Rapat koordinasi yang digelar Badan Penanggulangan Bencana Daerah (BPBD) Kabupaten Sintang tersebut dihadiri Sekretaris Daerah Kabupaten Sintang Kartiyus, Forkopimda, kepala organisasi perangkat daerah, camat, Manggala Agni, Basarnas, Kepala KPH Sintang Timur, Kepala KPH Sintang Utara, hingga para lurah.

Bupati menegaskan, rakor tersebut merupakan bentuk tanggung jawab bersama untuk menjaga kelestarian alam serta melindungi berbagai aset yang ada di Kabupaten Sintang.

“Rakor ini merupakan bentuk tanggung jawab kita kepada alam, lahan, hutan, dan aset kita semua. Di sana ada aset perkebunan dan hutan yang perlu kita lindungi. Jadi kita lebih memikirkan tanggung jawab terhadap keberlangsungan alam ini ketimbang sekadar menjalankan perintah,” ujarnya.

Bupati Sintang juga meminta seluruh pihak melakukan evaluasi dan analisis data di lapangan secara berkala, mulai dari pemantauan titik panas (hotspot), kondisi cuaca, hingga tingkat kerawanan wilayah berdasarkan data BMKG.

Selain itu, pengalaman penanganan karhutla pada tahun-tahun sebelumnya harus menjadi bahan evaluasi agar langkah yang diambil lebih efektif dan tidak menimbulkan konflik sosial di masyarakat.

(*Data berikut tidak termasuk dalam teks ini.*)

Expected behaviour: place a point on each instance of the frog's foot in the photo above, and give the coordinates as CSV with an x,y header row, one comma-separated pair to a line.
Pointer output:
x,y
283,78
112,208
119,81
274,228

Menurut Bupati, strategi pencegahan dan mitigasi harus diperkuat melalui sosialisasi kepada masyarakat tentang pentingnya deteksi dini kebakaran hutan dan lahan. Pengawasan terhadap pembukaan lahan pertanian dan perkebunan juga harus ditingkatkan, termasuk pengelolaan sumber air, pemeliharaan embung, sekat kanal, dan patroli terpadu.

Ia juga menekankan pentingnya kesiapan sarana dan prasarana pemadaman kebakaran, baik yang dimiliki perusahaan maupun desa.

“Pengecekan ketersediaan dan kelayakan sarana prasarana pemadam kebakaran di perusahaan dan desa harus dilakukan, seperti alat pemadam kebakaran, menara pemantau api, dan embung. Posko di kecamatan maupun desa juga harus terus siaga,” katanya.

Bupati meminta seluruh unsur pemerintah daerah, TNI, Polri, perusahaan, hingga relawan masyarakat menyiapkan rencana tindak lanjut yang jelas, termasuk pembagian tugas dan peran masing-masing dalam menghadapi potensi karhutla.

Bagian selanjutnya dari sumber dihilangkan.